In their study published in Lancet Digital Health, researchers believe that faceage could help doctors determine the real capacity of a patient to bear heavy treatments without risk. And could opt, if necessary, for less invasive alternatives.
“Our hypothesis is that faceage could be used as a biomarker in the treatment of cancer to quantify the biological age of a patient and help the doctor make these difficult decisions,” explains the co -author of the study Raymond Mak, a Mass General Brigham oncologist, a university hospital affiliated with Harvard.
For example, a 75 -year -old man whose biological age is 65 years and a person aged 60 whose biological age is 70 years. Invasive radiotherapy could actually be appropriate for the first, but risky for the second. The same logic could guide decisions concerning cardiac surgery, hip prostheses or end -of -life care.
An aging at different rhythms
Human beings age at different rhythms depending on their genes, stress, physical exercise and certain habits like smoking or drinking alcohol. If expensive genetic tests can already reveal DNA wear over time, Faceage promises to provide data from a simple selfie.

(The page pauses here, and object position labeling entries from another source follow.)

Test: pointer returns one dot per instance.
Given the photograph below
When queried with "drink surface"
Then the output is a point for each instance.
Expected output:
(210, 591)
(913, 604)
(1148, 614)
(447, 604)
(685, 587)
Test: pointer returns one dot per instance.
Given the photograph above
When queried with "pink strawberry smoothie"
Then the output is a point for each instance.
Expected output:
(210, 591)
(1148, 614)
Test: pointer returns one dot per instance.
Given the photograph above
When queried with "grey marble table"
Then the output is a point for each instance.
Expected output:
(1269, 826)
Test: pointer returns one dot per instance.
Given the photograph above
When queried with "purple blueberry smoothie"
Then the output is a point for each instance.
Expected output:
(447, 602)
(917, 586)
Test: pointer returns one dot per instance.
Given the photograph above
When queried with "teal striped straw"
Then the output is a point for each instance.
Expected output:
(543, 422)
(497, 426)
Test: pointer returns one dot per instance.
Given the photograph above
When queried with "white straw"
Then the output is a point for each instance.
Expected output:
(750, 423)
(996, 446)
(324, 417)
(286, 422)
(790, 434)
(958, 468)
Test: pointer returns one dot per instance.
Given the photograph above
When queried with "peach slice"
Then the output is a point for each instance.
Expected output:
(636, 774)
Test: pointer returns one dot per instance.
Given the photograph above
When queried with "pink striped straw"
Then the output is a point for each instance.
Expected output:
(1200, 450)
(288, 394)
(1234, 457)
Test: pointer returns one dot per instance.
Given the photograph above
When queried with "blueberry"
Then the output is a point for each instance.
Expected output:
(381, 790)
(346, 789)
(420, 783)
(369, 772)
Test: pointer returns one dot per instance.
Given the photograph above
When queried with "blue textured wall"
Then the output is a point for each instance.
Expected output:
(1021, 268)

-This tool has trained on 58,851 adult portraits over the age of 60 a priori healthy, selected from public data. It was then tested on 6,196 patients with cancer in the United States and the Netherlands, from photos taken just before radiotherapy.
Result: patients with malignant tumors seem to be on average 4.79 years older than their chronological age. Among cancer patients, the higher this figure, the lower the chances of survival, even after taking into account the official age, sex and type of tumor. And the risk increases sharply for anyone whose biological age exceeds 85 years.
Ethical risks
For faceage, the signs usually associated with old age, such as gray hair or baldness, import less than subtle changes in the muscle tone of the face. The tool thus makes it possible to improve the degree of precision of doctors. Eight of them were invited to examine photos of cancer terminal patients and to guess who would die in the six months.
Their success rate was barely higher than an evaluation at the ladle. But with the faceage data, their predictions have improved significantly. For the anecdote, faceage estimated at 43 the biological age of actor Paul Rudd, in a photo taken when he had 50.
AI tools are sometimes criticized to take an interest in white people. Raymond Mak, the co -author of the study, claims to have noted any significant racial bias in the predictions of faceage. The group also continues to train for a second generation model on 20,000 patients.
But this technological advance is not, as often, without raising concerns: it could seduce insurers or employers who are still trying to assess the risks as well as possible. Co -author of the study and head of AI in the medical programs of Mass General Brigham, Hugo Aerts calls for “ensuring that these technologies are only used in the interest of the patient”.